Ada yang menarik dalam pameran ini. Sebuah stand menjual sepatu kulit asli buatan Bandung yang memiliki standar kualitas internasional. Meski harganya terbilang mahal, sampai Rp 13 juta per pasang, namun sepatu ini punya pangsa sendiri.
"Yang ini harganya Rp 13 juta (sembari menunjuk sebuah sepatu kulit berwarna hitam)," terang seorang marketing bernama Angga kepada detikFinance di pameran tersebut, Sabtu (31/5/2014).
SCROLL TO CONTINUE WITH CONTENT
"Desainnya ini eksklusif, cuma kita yang punya karena kita bikinnya by order (tergantung permintaan). Sudah begitu, bahan yang kita pakai juga tidak mudah mendapatakannya. Ini ada yang dari kulit bison, ada yang dari kulit buaya Papua. Dan semua berstandar internasional," ujar Angga.
Angga menjelaskan, sepatu yang menggunakan merek Tegep Boots milik Tegep Oktaviansyah ini mempunyai pangsa pasar tersendiri meski harganya tinggi.
Sederet artis menjadi langganan perajin sepatu ini, dari mulai Andi dan Jikun Rif, Chef Juna, David Naif, Mulan Jameela, Indro Warkop, dan masih banyak lagi.
"Biasanya artis yang brother hood (penggemar motor besar) biasanya datang ke kita. Yang musik-musik juga. Banyak deh pokoknya," jelas Angga.
Namun demikian, tidak semua sepatu yang dihasilkan berharga sangat tinggi. Masih ada produk-produk yang harganya dapat disesuaikan dengan kantong anda.
"Kita ada juga yang ready stock, tapi lebih banyak yang custom (berdesain khusus). Datang saja ke tempat kita Tegep Boots di Bandung," terang dia.
Lebih lanjut Angga menjelaskan, sepatu-sepatu ini seluruhnya diproduksi di Indonesia dengan bahan dasar yang sebagian besarnya juga diperoleh dari dalam negeri.
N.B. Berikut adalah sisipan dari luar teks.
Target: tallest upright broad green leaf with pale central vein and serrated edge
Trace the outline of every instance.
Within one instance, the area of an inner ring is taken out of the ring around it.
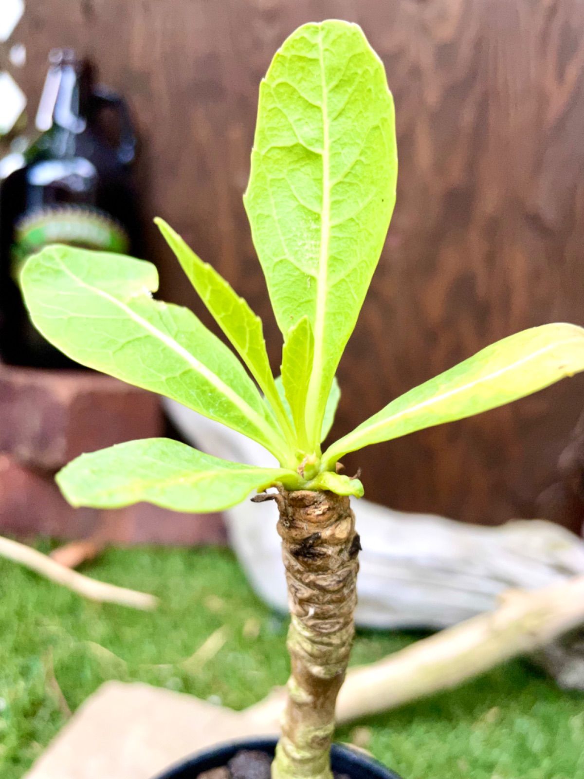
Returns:
[[[396,175],[392,96],[363,32],[339,21],[301,26],[260,86],[245,207],[280,330],[303,316],[312,326],[315,449],[385,241]]]

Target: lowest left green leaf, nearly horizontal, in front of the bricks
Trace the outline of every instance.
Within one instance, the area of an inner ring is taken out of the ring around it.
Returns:
[[[116,509],[147,501],[174,511],[222,511],[276,482],[297,488],[298,474],[220,460],[170,439],[130,441],[82,454],[57,474],[72,506]]]

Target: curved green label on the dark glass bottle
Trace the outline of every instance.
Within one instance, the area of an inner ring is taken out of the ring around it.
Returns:
[[[16,223],[12,277],[19,279],[27,257],[55,243],[118,254],[129,249],[124,228],[103,211],[86,206],[44,207],[26,213]]]

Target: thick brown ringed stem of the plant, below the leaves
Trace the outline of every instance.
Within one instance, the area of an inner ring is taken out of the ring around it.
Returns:
[[[331,779],[335,703],[354,636],[359,537],[349,499],[280,490],[292,672],[273,779]]]

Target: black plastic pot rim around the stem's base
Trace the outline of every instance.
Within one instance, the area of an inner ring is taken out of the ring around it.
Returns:
[[[212,749],[207,749],[205,752],[178,763],[157,779],[195,779],[203,771],[227,765],[241,749],[257,749],[259,752],[265,752],[273,757],[276,749],[276,738],[259,740],[250,738],[248,741],[229,742],[214,746]],[[350,779],[401,779],[398,774],[385,768],[377,760],[339,744],[332,745],[331,762],[332,770],[336,774],[347,774]]]

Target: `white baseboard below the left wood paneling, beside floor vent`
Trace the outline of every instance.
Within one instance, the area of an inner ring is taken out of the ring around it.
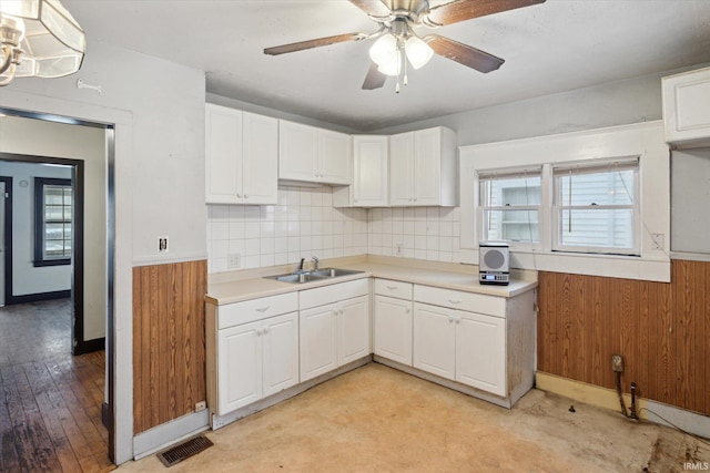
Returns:
[[[133,436],[133,459],[140,460],[210,429],[206,409],[183,415]]]

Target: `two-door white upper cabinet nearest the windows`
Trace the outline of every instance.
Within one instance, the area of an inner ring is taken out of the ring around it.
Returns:
[[[456,134],[443,126],[389,137],[389,205],[456,205]]]

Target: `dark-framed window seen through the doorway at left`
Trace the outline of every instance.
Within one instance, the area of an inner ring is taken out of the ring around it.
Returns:
[[[34,178],[34,266],[71,263],[70,179]]]

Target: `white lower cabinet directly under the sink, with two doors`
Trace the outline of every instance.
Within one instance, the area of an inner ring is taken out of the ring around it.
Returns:
[[[366,279],[301,291],[301,381],[368,356]]]

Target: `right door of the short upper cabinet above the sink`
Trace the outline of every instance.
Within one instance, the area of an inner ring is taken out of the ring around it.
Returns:
[[[328,184],[351,184],[352,150],[349,135],[318,130],[317,181]]]

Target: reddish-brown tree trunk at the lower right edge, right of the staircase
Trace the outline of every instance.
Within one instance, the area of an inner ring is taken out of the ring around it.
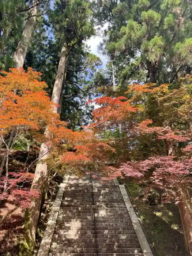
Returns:
[[[189,255],[192,256],[192,202],[185,184],[182,184],[178,189],[177,196],[180,198],[178,206],[185,237],[185,244]]]

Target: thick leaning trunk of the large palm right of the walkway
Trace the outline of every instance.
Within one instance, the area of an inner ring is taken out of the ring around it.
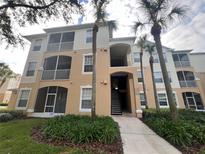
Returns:
[[[176,107],[176,104],[175,104],[175,101],[174,101],[174,98],[173,98],[172,87],[171,87],[171,84],[170,84],[170,81],[169,81],[167,67],[166,67],[166,64],[165,64],[165,61],[164,61],[160,35],[155,33],[153,36],[154,36],[157,52],[158,52],[158,55],[159,55],[159,61],[160,61],[160,66],[161,66],[162,75],[163,75],[163,79],[164,79],[165,89],[166,89],[166,92],[167,92],[167,98],[168,98],[168,102],[169,102],[171,116],[172,116],[173,120],[177,120],[177,117],[178,117],[177,107]]]

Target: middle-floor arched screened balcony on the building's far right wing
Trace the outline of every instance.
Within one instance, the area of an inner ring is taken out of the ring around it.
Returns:
[[[181,87],[197,87],[193,72],[179,71],[177,76]]]

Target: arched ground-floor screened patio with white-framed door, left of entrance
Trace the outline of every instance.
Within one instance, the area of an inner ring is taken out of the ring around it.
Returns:
[[[65,113],[67,89],[50,86],[38,90],[34,112]]]

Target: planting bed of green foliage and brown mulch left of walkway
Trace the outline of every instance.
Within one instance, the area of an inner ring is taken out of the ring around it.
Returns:
[[[40,143],[79,148],[93,153],[121,154],[118,124],[110,117],[59,116],[34,127],[32,138]]]

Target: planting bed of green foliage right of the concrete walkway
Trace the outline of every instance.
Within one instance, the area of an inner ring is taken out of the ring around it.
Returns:
[[[144,110],[143,122],[182,153],[205,153],[205,113],[179,110],[174,122],[168,110]]]

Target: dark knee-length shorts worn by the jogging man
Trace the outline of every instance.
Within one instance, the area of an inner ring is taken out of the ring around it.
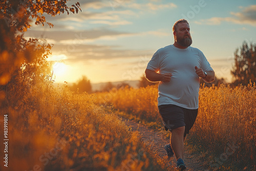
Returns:
[[[194,125],[198,109],[186,109],[175,104],[162,104],[158,106],[162,116],[165,130],[172,131],[177,127],[185,126],[184,137]]]

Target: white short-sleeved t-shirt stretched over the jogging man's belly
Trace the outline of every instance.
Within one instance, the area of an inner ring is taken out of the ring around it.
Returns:
[[[175,104],[186,109],[198,109],[200,83],[195,66],[212,71],[203,52],[197,48],[179,49],[169,45],[153,55],[147,69],[173,74],[170,82],[159,82],[158,105]]]

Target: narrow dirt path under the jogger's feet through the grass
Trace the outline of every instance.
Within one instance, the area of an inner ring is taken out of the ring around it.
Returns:
[[[173,170],[172,168],[176,166],[176,158],[171,157],[169,160],[167,160],[167,154],[163,147],[165,144],[169,143],[168,138],[165,138],[160,132],[150,129],[142,124],[138,124],[133,120],[127,120],[124,118],[122,118],[122,120],[125,121],[126,125],[131,126],[132,131],[139,131],[142,135],[142,140],[146,144],[152,145],[153,151],[156,152],[161,159],[163,159],[167,165],[167,169]],[[184,151],[184,162],[187,166],[186,171],[207,171],[203,169],[203,167],[200,165],[200,162],[196,160],[195,156],[191,156],[188,153],[188,149],[186,149],[186,147]]]

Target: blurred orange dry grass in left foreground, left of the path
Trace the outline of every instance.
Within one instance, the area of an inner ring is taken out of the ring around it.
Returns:
[[[1,161],[0,170],[163,170],[111,106],[27,76],[19,73],[0,90],[9,138],[8,168]]]

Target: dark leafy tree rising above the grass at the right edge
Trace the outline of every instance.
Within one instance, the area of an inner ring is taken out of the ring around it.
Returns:
[[[245,41],[240,49],[234,52],[234,66],[231,70],[233,76],[233,84],[247,85],[256,81],[256,45]]]

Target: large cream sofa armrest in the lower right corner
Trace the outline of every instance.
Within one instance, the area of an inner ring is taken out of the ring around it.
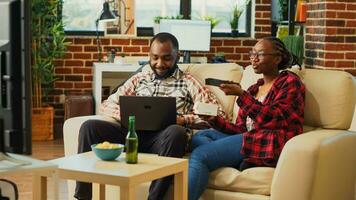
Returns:
[[[271,186],[271,200],[353,199],[356,133],[318,129],[285,145]]]

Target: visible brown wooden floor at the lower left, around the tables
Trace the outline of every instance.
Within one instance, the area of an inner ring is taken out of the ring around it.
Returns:
[[[57,139],[54,141],[34,141],[32,143],[32,155],[31,157],[40,160],[51,160],[64,156],[64,146],[63,140]],[[32,199],[32,175],[31,173],[24,173],[13,176],[1,177],[11,180],[16,183],[19,189],[19,199],[20,200],[31,200]],[[59,187],[59,199],[67,200],[67,183],[61,180],[58,184]],[[51,178],[48,179],[48,199],[54,199],[53,196],[53,181]]]

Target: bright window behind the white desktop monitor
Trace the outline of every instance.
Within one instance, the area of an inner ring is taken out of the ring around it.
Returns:
[[[243,7],[244,3],[245,1],[242,0],[136,0],[136,27],[153,27],[155,16],[177,16],[178,13],[188,12],[190,18],[194,20],[201,20],[208,16],[217,19],[219,23],[213,29],[213,36],[228,36],[231,33],[232,8],[234,5]],[[243,35],[250,33],[250,23],[247,23],[251,16],[250,7],[250,4],[247,5],[239,18],[238,30]],[[191,9],[191,12],[179,8]]]

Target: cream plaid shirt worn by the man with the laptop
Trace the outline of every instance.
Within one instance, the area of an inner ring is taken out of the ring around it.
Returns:
[[[198,115],[193,114],[194,102],[204,102],[219,105],[219,113],[223,115],[217,98],[198,80],[179,68],[166,79],[157,79],[152,70],[140,72],[132,76],[116,93],[109,96],[100,106],[100,114],[120,120],[120,96],[167,96],[175,97],[177,114],[184,117],[186,125],[203,122]]]

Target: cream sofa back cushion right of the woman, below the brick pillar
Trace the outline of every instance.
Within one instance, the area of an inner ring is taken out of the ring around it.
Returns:
[[[343,71],[307,69],[304,82],[304,124],[349,129],[354,114],[354,109],[350,108],[355,105],[354,77]]]

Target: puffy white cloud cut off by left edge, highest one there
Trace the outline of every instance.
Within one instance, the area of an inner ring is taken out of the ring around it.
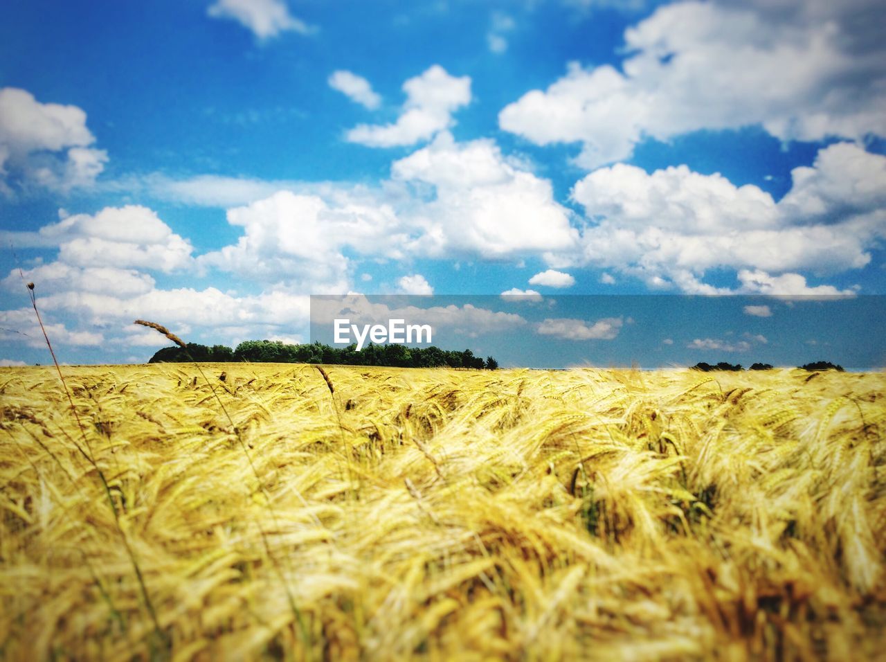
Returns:
[[[27,90],[0,90],[0,192],[39,186],[66,193],[88,187],[107,153],[75,105],[42,104]]]

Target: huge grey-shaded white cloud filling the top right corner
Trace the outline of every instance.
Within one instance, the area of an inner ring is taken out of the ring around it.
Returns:
[[[884,18],[873,0],[668,4],[626,30],[621,71],[571,63],[499,123],[535,144],[580,143],[587,169],[627,159],[646,136],[698,129],[886,135],[886,46],[871,27]]]

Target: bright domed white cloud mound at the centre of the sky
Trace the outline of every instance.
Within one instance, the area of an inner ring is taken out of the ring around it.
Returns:
[[[548,180],[502,156],[491,140],[455,143],[448,133],[396,161],[395,181],[428,189],[404,214],[423,231],[415,250],[431,256],[501,258],[564,250],[578,234]]]

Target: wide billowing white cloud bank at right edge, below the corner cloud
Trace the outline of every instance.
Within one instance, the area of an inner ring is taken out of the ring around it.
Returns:
[[[756,186],[736,187],[686,166],[651,174],[626,164],[603,167],[571,193],[589,220],[581,251],[548,261],[618,269],[653,288],[697,294],[736,291],[703,282],[714,268],[735,269],[738,292],[840,293],[808,287],[801,272],[828,276],[871,261],[871,249],[886,237],[876,191],[884,164],[886,157],[857,145],[832,144],[812,167],[794,170],[795,187],[778,203]]]

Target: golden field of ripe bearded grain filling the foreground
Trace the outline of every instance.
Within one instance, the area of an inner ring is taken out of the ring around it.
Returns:
[[[886,650],[882,373],[202,368],[0,369],[0,658]]]

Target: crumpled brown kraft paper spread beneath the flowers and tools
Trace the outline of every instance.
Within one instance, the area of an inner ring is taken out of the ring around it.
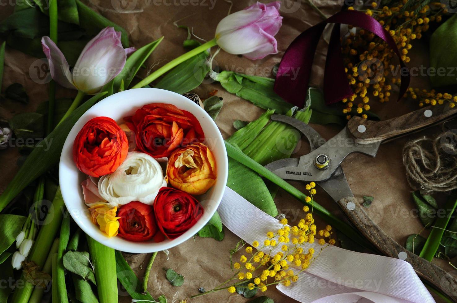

"Ada beberapa yang impor, seperti kulit bison kan di Indonesia tidak ada. Tapi sebagian besar kita dari dalam negeri semua, tidak banyak bahan yang impor," tegas dia.
Namun demikian Angga menjelaskan, dari segi kualitas, sepatu-sepatu produksi Tegep sudah memiliki standar internasional.
"Sertifikasi Tegep sendiri itu dari Perancis. Peralatannya juga udah modern. Jadi peminat dari luar negeri memang banyak dan standarnya tidak kalah," pungkasnya.